Militerisasi Birokrasi: Pelanggaran Konstitusi dan Prinsip Supremasi Sipil
Intervensi militer dalam proses penegakan hukum merupakan pelanggaran fundamental terhadap etika kekuasaan dalam negara demokrasi. Praktik ini secara gamblang mengabaikan tembok pemisah kekuasaan (separation of powers) dan prinsip supremasi sipil yang diamanatkan konstitusi, sebagaimana tertera dalam Pasal 24 UUD 1945. Lebih dari itu, hal ini melanggar norma-norma dasar hukum internasional tentang supremasi sipil dalam pemerintahan yang demokratis. Implikasi dari kooptasi militer ini bersifat eksistensial bagi independensi penegak hukum, mengancam beberapa prinsip dasar:
- Kepastian hukum, yang hanya bisa dibangun atas proses yudisial yang objektif dan bebas dari tekanan loyalitas atau perintah hierarkis militer.
- Prinsip proporsionalitas dan legalitas, di mana militer tidak memiliki kewenangan untuk ikut campur dalam ranah peradilan sipil.
- Martabat hukum sebagai perwujudan keadilan substantif, yang tereduksi menjadi instrumen kontrol ketika logika komando mendominasi.
Fenomena ini menciptakan paradoks berbahaya di mana lembaga pertahanan berpotensi menjadi aktor dalam kriminalisasi melalui mekanisme yang tidak transparan. Penyalahgunaan kekuasaan seperti ini merupakan bentuk pelanggaran etika perang domestik, di mana kekuatan negara dialihkan untuk menekan hak-hak sipil, bukan melindunginya.
Politisasi Hukum: Kejahatan Terstruktur terhadap Martabat Keadilan
Pernyataan bahwa politisasi hukum 'menguntungkan segelintir elit' dan 'melumpuhkan pemberantasan korupsi' menyentuh inti persoalan kejahatan terhadap sistem itu sendiri.
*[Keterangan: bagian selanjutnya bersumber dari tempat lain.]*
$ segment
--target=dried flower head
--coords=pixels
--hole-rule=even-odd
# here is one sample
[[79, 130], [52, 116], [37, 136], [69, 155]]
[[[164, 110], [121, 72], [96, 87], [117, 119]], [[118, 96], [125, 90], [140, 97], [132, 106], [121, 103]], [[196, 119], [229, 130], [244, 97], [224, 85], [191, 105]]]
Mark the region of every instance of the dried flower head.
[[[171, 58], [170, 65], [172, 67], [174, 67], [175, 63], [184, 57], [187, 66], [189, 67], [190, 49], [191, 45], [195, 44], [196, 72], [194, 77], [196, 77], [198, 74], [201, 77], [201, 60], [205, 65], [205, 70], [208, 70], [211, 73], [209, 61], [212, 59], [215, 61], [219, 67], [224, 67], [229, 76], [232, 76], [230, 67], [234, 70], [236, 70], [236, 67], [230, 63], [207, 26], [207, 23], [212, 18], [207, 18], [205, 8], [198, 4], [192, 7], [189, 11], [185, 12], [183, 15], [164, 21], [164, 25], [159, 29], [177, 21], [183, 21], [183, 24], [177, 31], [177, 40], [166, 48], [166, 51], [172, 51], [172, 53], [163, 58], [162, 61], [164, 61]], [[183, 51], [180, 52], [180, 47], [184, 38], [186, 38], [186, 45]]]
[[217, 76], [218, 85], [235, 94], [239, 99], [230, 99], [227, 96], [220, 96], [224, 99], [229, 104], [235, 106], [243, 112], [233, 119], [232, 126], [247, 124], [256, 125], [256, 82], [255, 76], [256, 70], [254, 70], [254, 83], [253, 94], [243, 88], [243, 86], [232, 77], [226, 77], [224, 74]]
Ini bukan penyimpangan prosedural biasa, melainkan perampokan institusional terhadap hak publik atas equality before the law. Ketika keputusan hukum dikendalikan oleh logika transaksional dan kepentingan kuasa, yang terjadi adalah institusionalisasi ketidakadilan yang merusak kepercayaan publik secara permanen. Politisasi hukum merupakan bentuk kejahatan terstruktur yang mensubordinasi norma pada kekuasaan, mengkhianati esensi negara hukum yang seharusnya menjamin independensi lembaga penegak.
Mekanisme destruktif ini tidak hanya melumpuhkan pemberantasan korupsi, tetapi juga menciptakan lingkungan hukum yang diskriminatif dan tidak adil. Setiap kasus yang ditangani dengan pertimbangan politik merupakan serangan terhadap prinsip imparsialitas yang menjadi fondasi sistem peradilan. Dalam konteks etika kekuasaan, politisasi hukum adalah bentuk kekerasan struktural yang melucuti martabat hukum sebagai alat pencapaian keadilan, menggantinya dengan instrumen represi dan kontrol.
Pertanyaan mendasar yang harus diajukan kepada para aktivis hukum adalah: bagaimana membangun mekanisme pertahanan konstitusional yang mampu menahan gempuran politisasi dan intervensi militer ini? Apakah sistem hukum kita telah memiliki imunitas yang cukup untuk melindungi prinsip independensi, ataukah kita sedang menyaksikan erosi lambat namun pasti terhadap fondasi negara hukum? Tantangan ini bukan hanya soal prosedur, tetapi soal komitmen etis seluruh penegak hukum untuk berdiri di garda terdepan mempertahankan martabat keadilan dari segala bentuk penyalahgunaan kekuasaan.